攻守一体(攻防一体)の原理

まずはじめに、”守る”ということについて述べていきたいと思います。

”守る”とは、自己の境界(=自陣)の内側にいる敵を駆逐・排除する動きのことです。

その反対に、”攻める”とは、自己の境界を広げる(=自陣の防衛線を上げる)ことです。

ここで、”自己の境界を広げる”とは、自己の支配の及ぶ領域を広げることに他ならないのです。つまりはこれが、”攻める”ということの要点であり、要件なのです。

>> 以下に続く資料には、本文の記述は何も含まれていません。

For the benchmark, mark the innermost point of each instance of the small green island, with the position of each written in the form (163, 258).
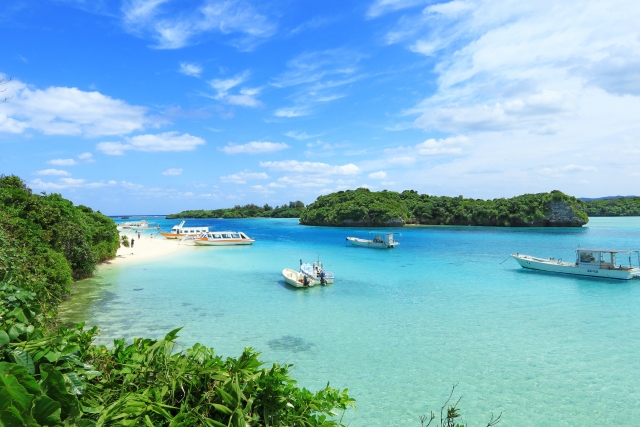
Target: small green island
(365, 208)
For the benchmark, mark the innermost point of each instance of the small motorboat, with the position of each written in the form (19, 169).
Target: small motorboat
(180, 231)
(607, 263)
(317, 272)
(223, 238)
(378, 240)
(138, 225)
(297, 279)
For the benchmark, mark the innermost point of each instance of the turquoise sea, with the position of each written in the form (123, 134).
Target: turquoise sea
(400, 327)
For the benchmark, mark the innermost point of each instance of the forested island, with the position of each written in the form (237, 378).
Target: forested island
(617, 206)
(292, 210)
(365, 208)
(52, 374)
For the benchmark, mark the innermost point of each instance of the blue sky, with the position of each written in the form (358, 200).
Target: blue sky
(154, 106)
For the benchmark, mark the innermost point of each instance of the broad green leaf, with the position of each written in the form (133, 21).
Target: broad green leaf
(15, 393)
(21, 374)
(45, 411)
(22, 358)
(11, 417)
(223, 409)
(4, 338)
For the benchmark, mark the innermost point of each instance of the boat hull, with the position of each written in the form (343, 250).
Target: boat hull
(554, 266)
(220, 242)
(370, 243)
(296, 279)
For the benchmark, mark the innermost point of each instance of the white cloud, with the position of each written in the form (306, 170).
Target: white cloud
(167, 141)
(315, 168)
(62, 162)
(245, 97)
(190, 69)
(173, 27)
(378, 175)
(243, 177)
(54, 172)
(291, 112)
(86, 157)
(255, 147)
(68, 111)
(380, 7)
(172, 172)
(300, 135)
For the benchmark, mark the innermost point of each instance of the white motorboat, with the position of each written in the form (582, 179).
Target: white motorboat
(222, 238)
(297, 279)
(378, 240)
(608, 263)
(138, 225)
(317, 272)
(180, 231)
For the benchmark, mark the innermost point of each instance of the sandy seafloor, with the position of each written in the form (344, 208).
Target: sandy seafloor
(400, 326)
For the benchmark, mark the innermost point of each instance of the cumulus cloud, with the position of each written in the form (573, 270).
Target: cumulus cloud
(378, 175)
(316, 168)
(62, 162)
(86, 157)
(255, 147)
(68, 111)
(172, 172)
(190, 69)
(167, 141)
(291, 112)
(54, 172)
(243, 177)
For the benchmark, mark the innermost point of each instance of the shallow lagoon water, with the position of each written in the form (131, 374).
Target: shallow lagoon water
(400, 326)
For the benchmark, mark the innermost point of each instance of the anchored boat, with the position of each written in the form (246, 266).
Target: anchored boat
(138, 225)
(298, 279)
(316, 271)
(608, 263)
(180, 231)
(378, 240)
(223, 238)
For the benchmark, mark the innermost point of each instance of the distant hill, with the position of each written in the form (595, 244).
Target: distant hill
(589, 199)
(364, 208)
(613, 206)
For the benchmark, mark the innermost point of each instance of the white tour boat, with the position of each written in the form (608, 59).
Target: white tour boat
(316, 271)
(223, 238)
(379, 240)
(180, 231)
(297, 279)
(138, 225)
(608, 263)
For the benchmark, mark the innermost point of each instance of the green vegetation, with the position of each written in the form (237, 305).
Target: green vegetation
(292, 210)
(46, 241)
(54, 376)
(627, 206)
(387, 208)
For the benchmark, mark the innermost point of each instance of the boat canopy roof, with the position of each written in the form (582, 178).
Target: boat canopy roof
(616, 251)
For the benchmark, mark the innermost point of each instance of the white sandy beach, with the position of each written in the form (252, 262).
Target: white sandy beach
(149, 245)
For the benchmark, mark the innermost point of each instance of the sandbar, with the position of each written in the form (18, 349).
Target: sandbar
(149, 245)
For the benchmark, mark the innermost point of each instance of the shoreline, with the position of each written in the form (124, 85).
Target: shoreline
(148, 246)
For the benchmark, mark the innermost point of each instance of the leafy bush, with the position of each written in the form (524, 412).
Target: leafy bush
(366, 208)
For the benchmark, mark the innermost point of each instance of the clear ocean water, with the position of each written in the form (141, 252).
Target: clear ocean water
(400, 327)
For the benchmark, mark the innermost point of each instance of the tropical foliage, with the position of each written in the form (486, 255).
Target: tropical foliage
(388, 208)
(292, 210)
(46, 241)
(623, 206)
(52, 375)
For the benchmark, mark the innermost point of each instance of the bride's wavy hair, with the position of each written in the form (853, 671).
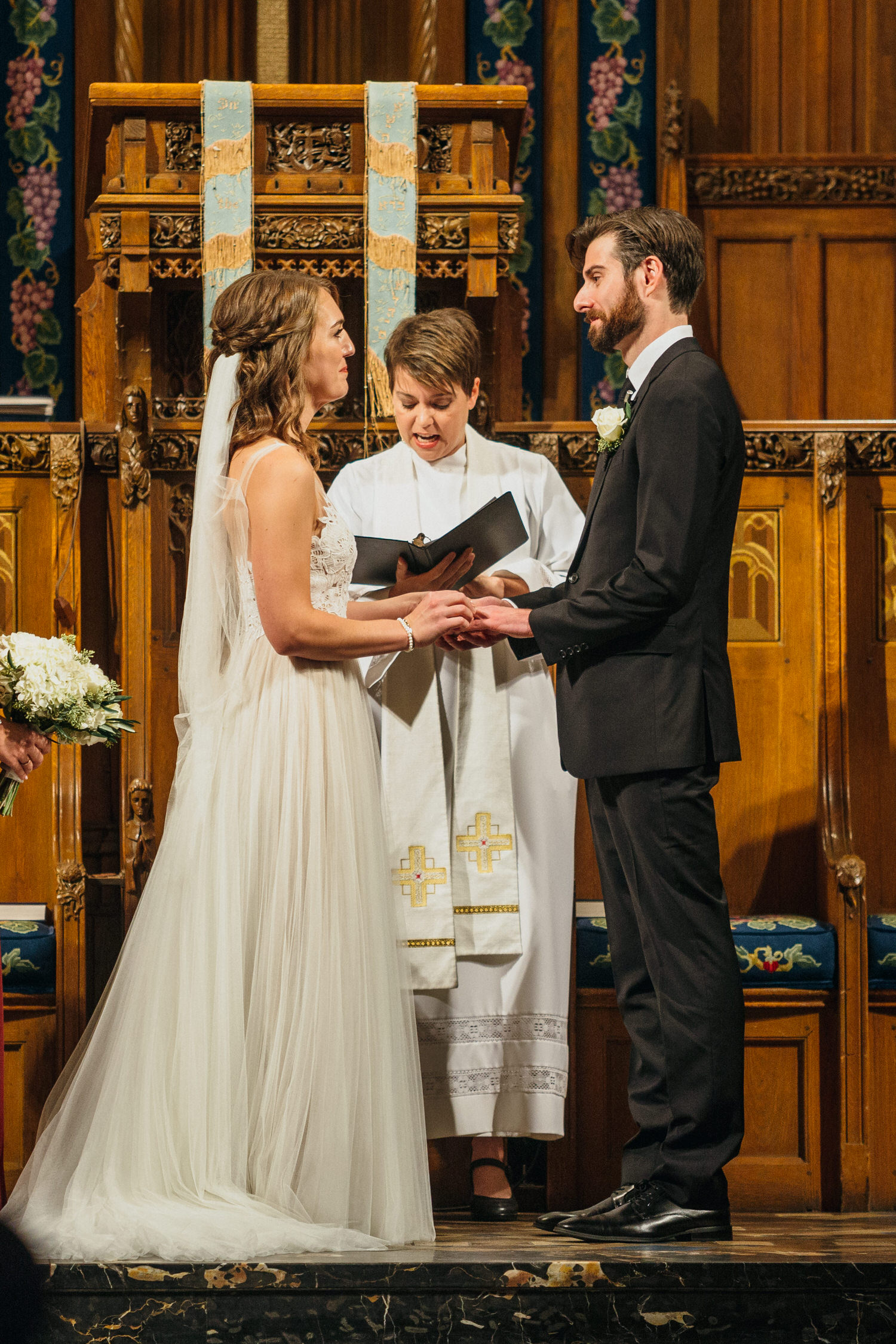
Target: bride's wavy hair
(269, 318)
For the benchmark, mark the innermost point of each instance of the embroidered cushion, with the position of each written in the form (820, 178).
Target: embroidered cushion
(771, 950)
(882, 952)
(781, 950)
(29, 958)
(593, 968)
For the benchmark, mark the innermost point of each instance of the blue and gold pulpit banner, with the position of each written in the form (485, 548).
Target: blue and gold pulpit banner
(226, 189)
(390, 248)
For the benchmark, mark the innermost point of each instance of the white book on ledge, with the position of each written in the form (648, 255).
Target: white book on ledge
(22, 912)
(589, 910)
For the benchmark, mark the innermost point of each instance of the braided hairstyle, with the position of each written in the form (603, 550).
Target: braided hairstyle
(269, 318)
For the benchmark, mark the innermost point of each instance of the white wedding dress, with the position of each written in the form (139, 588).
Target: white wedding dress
(249, 1085)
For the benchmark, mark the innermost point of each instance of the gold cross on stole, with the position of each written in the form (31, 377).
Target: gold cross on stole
(480, 842)
(421, 877)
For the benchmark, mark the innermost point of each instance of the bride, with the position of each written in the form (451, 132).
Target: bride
(249, 1085)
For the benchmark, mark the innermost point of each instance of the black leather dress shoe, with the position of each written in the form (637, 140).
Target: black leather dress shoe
(649, 1216)
(547, 1222)
(484, 1208)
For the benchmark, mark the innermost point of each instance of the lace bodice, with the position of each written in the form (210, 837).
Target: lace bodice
(333, 556)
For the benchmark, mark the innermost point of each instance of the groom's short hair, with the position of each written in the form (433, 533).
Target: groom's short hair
(441, 350)
(649, 232)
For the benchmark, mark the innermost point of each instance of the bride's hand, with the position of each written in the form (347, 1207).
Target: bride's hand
(440, 613)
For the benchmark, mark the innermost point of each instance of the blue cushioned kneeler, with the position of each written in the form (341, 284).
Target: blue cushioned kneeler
(786, 952)
(773, 950)
(593, 968)
(882, 952)
(29, 955)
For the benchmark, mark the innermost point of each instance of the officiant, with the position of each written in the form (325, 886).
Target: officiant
(481, 814)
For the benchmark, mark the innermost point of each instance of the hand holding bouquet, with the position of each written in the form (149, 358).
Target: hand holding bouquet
(56, 690)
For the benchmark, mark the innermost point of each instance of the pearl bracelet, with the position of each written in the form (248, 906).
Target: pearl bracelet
(409, 631)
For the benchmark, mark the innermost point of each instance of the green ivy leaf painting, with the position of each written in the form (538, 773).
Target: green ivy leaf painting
(29, 26)
(597, 201)
(510, 26)
(41, 369)
(27, 142)
(610, 143)
(521, 259)
(49, 330)
(610, 24)
(24, 251)
(630, 111)
(15, 205)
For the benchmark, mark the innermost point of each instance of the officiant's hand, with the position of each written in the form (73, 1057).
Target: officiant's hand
(443, 576)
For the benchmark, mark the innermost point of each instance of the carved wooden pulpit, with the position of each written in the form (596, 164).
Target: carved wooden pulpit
(143, 335)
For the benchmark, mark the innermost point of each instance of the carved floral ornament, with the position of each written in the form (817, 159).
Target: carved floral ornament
(735, 185)
(70, 889)
(65, 468)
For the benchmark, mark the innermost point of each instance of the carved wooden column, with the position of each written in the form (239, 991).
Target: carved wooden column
(130, 41)
(424, 39)
(843, 872)
(66, 465)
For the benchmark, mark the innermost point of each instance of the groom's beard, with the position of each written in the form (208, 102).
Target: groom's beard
(627, 319)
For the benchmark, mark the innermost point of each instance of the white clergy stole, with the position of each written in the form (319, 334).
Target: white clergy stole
(453, 839)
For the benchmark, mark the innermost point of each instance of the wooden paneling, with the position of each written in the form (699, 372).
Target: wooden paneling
(27, 872)
(860, 329)
(766, 803)
(781, 1160)
(789, 76)
(883, 1090)
(755, 302)
(801, 308)
(872, 680)
(29, 1076)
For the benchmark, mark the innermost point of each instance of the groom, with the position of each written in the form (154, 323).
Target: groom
(645, 714)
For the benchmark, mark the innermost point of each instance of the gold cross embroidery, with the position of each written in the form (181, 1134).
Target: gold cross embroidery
(480, 842)
(421, 877)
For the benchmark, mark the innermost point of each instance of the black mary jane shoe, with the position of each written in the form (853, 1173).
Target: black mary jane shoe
(487, 1210)
(547, 1222)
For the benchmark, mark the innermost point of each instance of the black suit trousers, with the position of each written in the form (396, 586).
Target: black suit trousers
(676, 976)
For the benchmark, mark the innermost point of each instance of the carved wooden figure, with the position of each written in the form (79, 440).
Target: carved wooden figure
(133, 448)
(140, 837)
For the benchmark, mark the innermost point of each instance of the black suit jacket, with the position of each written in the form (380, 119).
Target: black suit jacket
(640, 627)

先述したことから、”守る”ことと”攻める”こととは、一体の関係にあることがわかります。

では一体なにが、物事を両者に分けるのか。両者の違いについて述べたいと思います。

たとえば、”守る”ということを、(ある適正な基準にもとづいて、)強く行うこと、守ることに積極的に取り組むことが、そのまま、その意味を転じて”攻める”こととなります。

これを、そのまま逆に言えば、”攻める”ということを、(ある適正な基準にもとづいて、)弱く行うこと、攻めることに消極的に取り組むことが、”守る”ということとなります。

巷では、よくスローガンのように聞く「地域をまもろう」とか「仲間をまもろう」という言説がありますが、これは過度に行き過ぎると、他のコミュニティーや、世の中の不特定の人を敵方に仕立てて、相手と敵対するということを意味するようにもなります。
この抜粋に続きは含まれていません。